Dark star, let the memory of the evening
Be the first thing you think of
When you open up your smile and see me, dark star

I was eleven back then. So it made me smile to see my son holding a vinyl copy of “CSN.” The bigger question, of course, was why did my 20-year-old son go out and purchase a Crosby, Stills & Nash record that predated his birth by two decades?

It’s simple. David Crosby has agreed to perform a concert to benefit my non-profit Institute for Writing and Mass Media at Southern Virginia University. And Tennyson is working on the concert. This all started a couple months ago when I took my son to Crosby’s home in southern California. While we were there, David talked a lot about writing and the power of words. He also shared stories about Jimmy Hendrix, Joan Baez, John Lennon, and some of his other contemporaries. We discussed politics and American history, as well. It was an eye-opening experience for my son, or, as he put it, a little more stimulating than college.

David is one of the more thoughtful and thought-provoking people I know. He is a poet who writes music that reflects the things he cares about – peace, love, understanding. While we were there, I asked David if he’d be willing to perform a special concert to help raise money for my non-profit Institute for Writing and Mass Media. He immediately said yes. It was just a question of finding a venue and a date.

The timing is right for something like this. David is the rare musician who is producing more music in his seventies than most musicians make in their twenties.

He has also surrounded himself with a new band composed of young, super talented musicians.

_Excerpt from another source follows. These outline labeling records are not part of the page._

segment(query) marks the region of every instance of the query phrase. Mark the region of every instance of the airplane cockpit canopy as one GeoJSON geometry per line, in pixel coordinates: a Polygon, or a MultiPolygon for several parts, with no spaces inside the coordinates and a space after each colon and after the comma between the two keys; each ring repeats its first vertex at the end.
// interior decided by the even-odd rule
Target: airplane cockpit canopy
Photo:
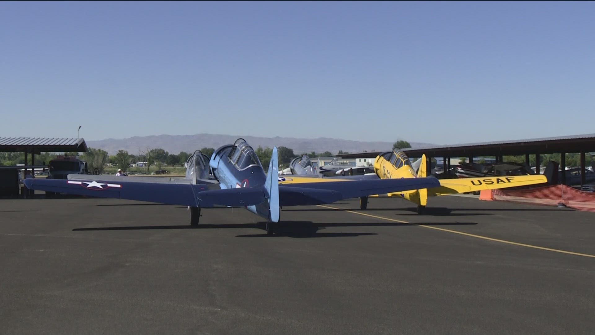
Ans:
{"type": "Polygon", "coordinates": [[[262,166],[254,149],[243,138],[236,140],[228,157],[238,170],[245,170],[254,166],[262,166]]]}
{"type": "Polygon", "coordinates": [[[413,169],[413,166],[411,166],[411,162],[409,161],[409,157],[408,157],[407,155],[402,151],[400,149],[395,148],[393,150],[393,152],[383,154],[382,156],[384,157],[385,159],[390,162],[390,163],[397,169],[402,168],[406,165],[411,168],[412,169],[413,169]]]}
{"type": "Polygon", "coordinates": [[[308,157],[308,155],[303,155],[302,156],[302,159],[299,162],[299,166],[301,166],[302,169],[311,167],[312,162],[310,162],[310,157],[308,157]]]}
{"type": "Polygon", "coordinates": [[[196,182],[197,179],[209,176],[209,160],[201,150],[196,150],[189,157],[184,166],[186,168],[186,179],[196,182]]]}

Last year they released “Lighthouse,” which Rolling Stone called Crosby’s “finest since the Seventies.” Here’s a little more from the Rolling Stone review:

“Lights twinkle, flicker, blaze, and sparkle throughout David Crosby’s finest solo album since his melancholy 1971 masterpiece ‘If I could Only Remember My Name.’ A subtly cohesive set of tunes reflecting Crosby’s politics, spirituality and emotional maturity, ‘Lighthouse’ is an unusually robust late-career move radiating inventive musicianship, relaxed self-assurance and gently cantankerous autumnal wisdom.”

At 51, I particularly related to songs like “The Things We Do for Love” because it reminds me so much of how I feel about the woman who is my best friend and lover. Here’s some lyrics:

At first it's just fun
But love is long
A little each day
You build it that way

David’s got another record coming out in April. In a couple of weeks, he’s going on a national tour to support it.

The last stop on the tour is in Maine at the end of May. So David decided to add one more date. Now the tour will end in the town where I was born – New London, Connecticut. The city is also where my book Little Pink House is set. Last year David wrote the theme song – called, “Home Free” – for the movie that is based on my book.


The movie should be out later this year. And theme song appears on David’s new album. So it will be a historic night when David delivers a command performance on Memorial Day at New London’s Garde Arts Center, a theater that rivals the venues on Broadway.

The Garde Arts Center.The Garde Arts Center.

A couple weeks ago, my students from Southern Virginia University spent a few days with me in New York and Connecticut. During their visit, I took them to the CBS affiliate, where I went on the air to announce that David Crosby tickets were going on sale.

Radio host Lee Elci. (Photo by Clancy Benedict)Radio host Lee Elci. (Photo by Clancy Benedict)

Radio host Lee Elci is a longtime friend and a big CSN fan. He welcomed my students and took time to teach them about his craft.

SVU students with Lee Elci at CBS Radio. (Photo by Clancy Benedict)SVU students with Lee Elci at CBS Radio. (Photo by Clancy Benedict)

Meantime, David is cultivating a bunch of new fans. Can’t wait for the show.